XSLT 3.0 has no mechanism for array construction. An xsl:array instruction has been proposed, and is prototyped as saxon:array in current Saxon releases; but the difficulty is in defining the detail of how it should work. It makes sense for it to enclose a sequence constructor, so instructions like xsl:for-each and xsl:choose can be used when building the content. But sequence constructors deliver sequences of items, not sequences of sequences. So the current proposal for XSLT 4.0 envisages an xsl:array-member instruction that wraps a sequence as a zero-arity function. The problem with this is that the mechanism is transparent yet arbitrary; it looks like (and is) a kludge.

Array Processing

Similarly, there are limited options for processing of arrays. There's no equivalent of the "for" clause in FLWOR expressions that binds a variable to each member of an array in turn. The closest things on offer are the array:filter() and array:for-each() higher order functions – which are more useful in XQuery than in XSLT, because of the difficulty in XSLT of writing an anonymous function that constructs new XML element nodes. XSLT in particular relies heavily (in constructs such as xsl:apply-templates, xsl:for-each, xsl:iterate, and xsl:for-each-group) on binding values implicitly to the context item. But the context item is an item, not an arbitrary value, so binding members of arrays to the context item isn't an option.

Generalizing "." to represent an arbitrary value rather than a single item seems an attractive idea, but it's very hard to do without breaking a lot of existing code.

Iterating over an array and binding each member to a variable works well in XQuery, where adding a "for member" clause to FLWOR expressions works cleanly enough. But there's lots of other functionality for processing sequences that can't be translated easily into equivalent mechanisms for arrays, especially in XSLT.

Parcels

It seems that a solution for both array construction and array processing is to find a way to pack an arbitrary sequence into a single item. We'll refer to a "sequence packed into an item" as a parcel. We can then construct an array from a sequence of parcels, and we can decompose an array into a sequence of parcels, allowing both operations to be implemented using all the existing machinery for handling sequences.

It seems that four operations are sufficient to fill the processing gap:

Wrap a sequence as a parcel
Unwrap a parcel as a sequence
Construct an array from a sequence of parcels
Decompose an array into a sequence of parcels

So four functions should do the job: parcel(item()*) => P, unparcel(P) => item()*, array:of(P*) as array(*), array:members(array(*)) as P*, where P is the item type of a parcel. Of course, we can also add XSLT or XQuery syntactic sugar on top of these building blocks.

We now have to address the question: what kind of item is a parcel? Is it represented using something we already know and love (like an array, or a zero-arity function) or is it something new? How should the type of a parcel be represented in type signatures, and what operations (apart from the above four) should be available on them?

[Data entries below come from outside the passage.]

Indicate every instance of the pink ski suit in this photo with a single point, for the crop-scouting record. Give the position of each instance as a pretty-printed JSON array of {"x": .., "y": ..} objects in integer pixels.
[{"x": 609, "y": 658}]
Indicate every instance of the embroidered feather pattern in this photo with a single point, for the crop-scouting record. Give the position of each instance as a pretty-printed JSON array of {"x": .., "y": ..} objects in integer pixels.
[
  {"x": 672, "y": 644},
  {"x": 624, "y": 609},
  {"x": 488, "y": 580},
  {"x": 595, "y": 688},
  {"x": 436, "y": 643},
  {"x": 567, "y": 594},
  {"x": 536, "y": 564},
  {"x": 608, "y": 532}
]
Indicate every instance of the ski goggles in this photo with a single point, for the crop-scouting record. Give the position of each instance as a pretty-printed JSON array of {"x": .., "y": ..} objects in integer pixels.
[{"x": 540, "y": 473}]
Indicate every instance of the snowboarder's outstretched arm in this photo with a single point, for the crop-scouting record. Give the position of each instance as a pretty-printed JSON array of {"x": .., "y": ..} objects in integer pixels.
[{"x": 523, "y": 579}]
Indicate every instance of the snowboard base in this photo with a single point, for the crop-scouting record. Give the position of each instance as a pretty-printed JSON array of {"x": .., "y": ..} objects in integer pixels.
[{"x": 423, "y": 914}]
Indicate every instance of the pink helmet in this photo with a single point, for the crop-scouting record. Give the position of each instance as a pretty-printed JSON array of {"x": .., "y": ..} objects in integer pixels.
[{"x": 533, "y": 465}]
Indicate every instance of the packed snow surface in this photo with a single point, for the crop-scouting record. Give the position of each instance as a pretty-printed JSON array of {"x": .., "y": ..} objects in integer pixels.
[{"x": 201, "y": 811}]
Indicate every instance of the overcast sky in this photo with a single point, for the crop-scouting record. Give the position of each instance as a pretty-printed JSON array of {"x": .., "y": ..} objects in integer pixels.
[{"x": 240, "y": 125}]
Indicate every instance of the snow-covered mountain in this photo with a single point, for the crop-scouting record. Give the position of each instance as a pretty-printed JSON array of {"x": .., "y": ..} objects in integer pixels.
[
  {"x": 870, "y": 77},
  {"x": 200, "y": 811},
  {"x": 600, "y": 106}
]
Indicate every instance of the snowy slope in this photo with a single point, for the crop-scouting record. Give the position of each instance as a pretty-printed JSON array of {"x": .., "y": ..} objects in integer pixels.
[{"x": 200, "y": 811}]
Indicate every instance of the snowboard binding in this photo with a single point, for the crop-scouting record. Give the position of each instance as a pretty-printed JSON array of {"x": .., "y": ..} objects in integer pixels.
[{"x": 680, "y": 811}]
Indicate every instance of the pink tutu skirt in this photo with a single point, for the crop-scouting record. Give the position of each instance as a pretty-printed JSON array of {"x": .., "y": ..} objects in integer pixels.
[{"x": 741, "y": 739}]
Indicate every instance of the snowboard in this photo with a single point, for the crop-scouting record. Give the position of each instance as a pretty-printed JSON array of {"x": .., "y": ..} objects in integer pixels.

I'm beginning to come to the conclusion that the type safety that comes from treating a parcel as a new kind of item justifies the extra complexity in the type system. If we reuse an existing kind of item (for example, zero-arity functions), then there's always going to be confusion about whether items of that type are to be treated as parcels or as their "ordinary selves".

However, I'm reluctant to add yet another fundamental type. We can't keep adding fundamental types, and new syntax, every time we need something new (cf my Balisage 2020 paper on adding promises). Can't we make the type system more extensible?

Pro tem, I suggest we build on the concept of "extension objects" defined in §25.1.3 of the XSLT specification. These are intended as opaque objects that can be returned by one extension function and supplied to another. This concept should really be defined in XDM rather than in XSLT. We should add that an "extension object" may be an instance of an "extension type", and that extension types are denoted in the ItemType syntax by a QName (that is, the same syntax as atomic types), with the QName being made known to the processor in some implementation-defined way. Then we reserve a namespace URI sys for "built in extension types", and define sys:parcel as such a type.